声優ランク制とは、俳優・声優がデビューすると基本的に登録をすることになる「日本俳優連合(日俳連:にっぱいれん)」という組織が定めているものです。

目次

声優ランク制の仕組み

声優ランク制は、ランク毎に金額を設定し、実績の少ない俳優・声優でも正当な条件で作品に出演できるように最低条件を保障しているギャラの仕組みです。

ノーランクとは

ノーランクは、出演時のギャラを保障しているランク制において最上位に位置するランクのことで、ギャラの上限がなく交渉ができるようになります。

例えば、大塚周夫さん・野沢雅子さんなどはノーランクです。

実績&替えのきかない名声優と呼ばれる人たちですね。

声優ランク制の問題点

  1. 非加盟の事務所との競争
  2. 上がったら下げられない

非加盟の事務所との競争

日俳連に加入していない事務所の場合、正所属でも単価を低く抑えているケースもあります。

声優にかける予算が削減された場合、仕事を取られる可能性も出てきます。

ランクは上がったら下げられない

ギャラが上がると仕事は減る傾向があります。

作品PRにも役立つと判断されれば別ですが、メイン以外はなるべく予算をかけたくないのです。

特に、新人声優の頃は仕事を取ることが難しいため、ギャラ設定は仕事の起用に大きく影響します。

事務所預かり(ジュニア)は、正規ランクに昇格しても仕事を取れる力があるかを見極める期間でもあるのですが、声優ランク制で保障される正規ランクになったとたん、仕事が激減してしまうこともあります。

※ここでいう正規ランクとは、基本料金だけでなく、時間増加率・転用利用料もギャラに入るランクを指しています。
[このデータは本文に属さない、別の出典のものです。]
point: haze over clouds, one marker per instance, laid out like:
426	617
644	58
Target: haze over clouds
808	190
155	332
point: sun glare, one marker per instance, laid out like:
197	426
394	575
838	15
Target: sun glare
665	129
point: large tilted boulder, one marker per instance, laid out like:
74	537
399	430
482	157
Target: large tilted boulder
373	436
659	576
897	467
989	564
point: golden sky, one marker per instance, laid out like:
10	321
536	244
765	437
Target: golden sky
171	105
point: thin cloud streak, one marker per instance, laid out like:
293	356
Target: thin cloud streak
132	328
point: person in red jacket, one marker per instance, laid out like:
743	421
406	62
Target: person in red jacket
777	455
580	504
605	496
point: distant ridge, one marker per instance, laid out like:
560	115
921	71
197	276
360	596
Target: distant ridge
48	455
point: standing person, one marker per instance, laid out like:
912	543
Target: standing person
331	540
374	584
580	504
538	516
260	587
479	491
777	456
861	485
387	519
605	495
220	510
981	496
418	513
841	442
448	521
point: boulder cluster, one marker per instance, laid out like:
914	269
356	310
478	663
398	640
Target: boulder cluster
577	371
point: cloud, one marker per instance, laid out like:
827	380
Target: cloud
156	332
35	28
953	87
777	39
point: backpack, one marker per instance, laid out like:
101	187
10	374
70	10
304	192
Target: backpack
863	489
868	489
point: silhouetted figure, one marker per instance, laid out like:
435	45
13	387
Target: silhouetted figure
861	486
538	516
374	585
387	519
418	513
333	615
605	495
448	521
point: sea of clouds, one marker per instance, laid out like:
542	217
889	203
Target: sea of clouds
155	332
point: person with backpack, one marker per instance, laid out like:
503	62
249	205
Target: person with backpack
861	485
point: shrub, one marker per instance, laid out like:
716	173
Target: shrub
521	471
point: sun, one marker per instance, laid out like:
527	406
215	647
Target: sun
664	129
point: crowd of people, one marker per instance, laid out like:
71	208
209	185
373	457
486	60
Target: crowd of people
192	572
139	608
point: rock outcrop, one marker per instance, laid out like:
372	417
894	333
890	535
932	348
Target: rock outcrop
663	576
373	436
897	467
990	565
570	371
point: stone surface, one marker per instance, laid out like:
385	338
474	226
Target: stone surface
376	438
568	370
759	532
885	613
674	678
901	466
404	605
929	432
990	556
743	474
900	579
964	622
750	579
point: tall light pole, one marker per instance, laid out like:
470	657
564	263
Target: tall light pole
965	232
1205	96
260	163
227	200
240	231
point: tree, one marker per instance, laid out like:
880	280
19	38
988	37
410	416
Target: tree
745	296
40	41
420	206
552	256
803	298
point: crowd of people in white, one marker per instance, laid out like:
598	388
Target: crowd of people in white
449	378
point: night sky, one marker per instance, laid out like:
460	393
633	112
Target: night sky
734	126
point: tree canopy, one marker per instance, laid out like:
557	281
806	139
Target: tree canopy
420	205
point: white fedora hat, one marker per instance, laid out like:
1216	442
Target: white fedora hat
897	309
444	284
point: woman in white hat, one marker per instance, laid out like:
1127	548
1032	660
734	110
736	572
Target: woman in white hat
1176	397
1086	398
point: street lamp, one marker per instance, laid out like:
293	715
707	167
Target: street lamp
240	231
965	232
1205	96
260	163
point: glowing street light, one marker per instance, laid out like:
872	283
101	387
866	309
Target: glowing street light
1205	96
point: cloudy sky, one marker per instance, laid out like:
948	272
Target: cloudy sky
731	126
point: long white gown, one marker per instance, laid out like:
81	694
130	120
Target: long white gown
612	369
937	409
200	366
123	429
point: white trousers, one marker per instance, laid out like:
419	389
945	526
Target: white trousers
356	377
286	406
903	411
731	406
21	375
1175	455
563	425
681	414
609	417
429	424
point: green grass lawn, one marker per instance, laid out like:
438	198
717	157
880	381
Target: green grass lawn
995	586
また、実力や人気もあるベテラン声優が、予算の関係で起用しにくい、降ろされるという要因にもなっています。

ランクの枠外という抜け道

事務所に所属していても、身分は傘下の養成所研究生という人たち、ジュニア以下の見習い、通称『ジュニアジュニア』です。

養成所生の内にチャンスをつかんだことは素晴らしいのですが。。。

実はランク制度の抜け道で、事務所が日俳連に加入していても、ジュニアランク以下のギャラに抑えられるメリットがあります。

声優にかけられる予算の減少もあり、ジュニアランクですら単価が高すぎる。

声優の過剰供給で、非組合系の声優との仕事の取り合いも重なっている、事務所も増えて生んだ弊害ですね。

ちなみに、声優自身の実績プロフィールには書きますけど、優良な事務所ほど付属養成所のPRに利用していません

稀に、このような声優デビューを積極的に付属養成所のPRに利用している事務所もあるかもしれません。

デビューもしてない人が、ギャラの話なんてできませんから、養成所選びの段階から注意しておくことが大切です。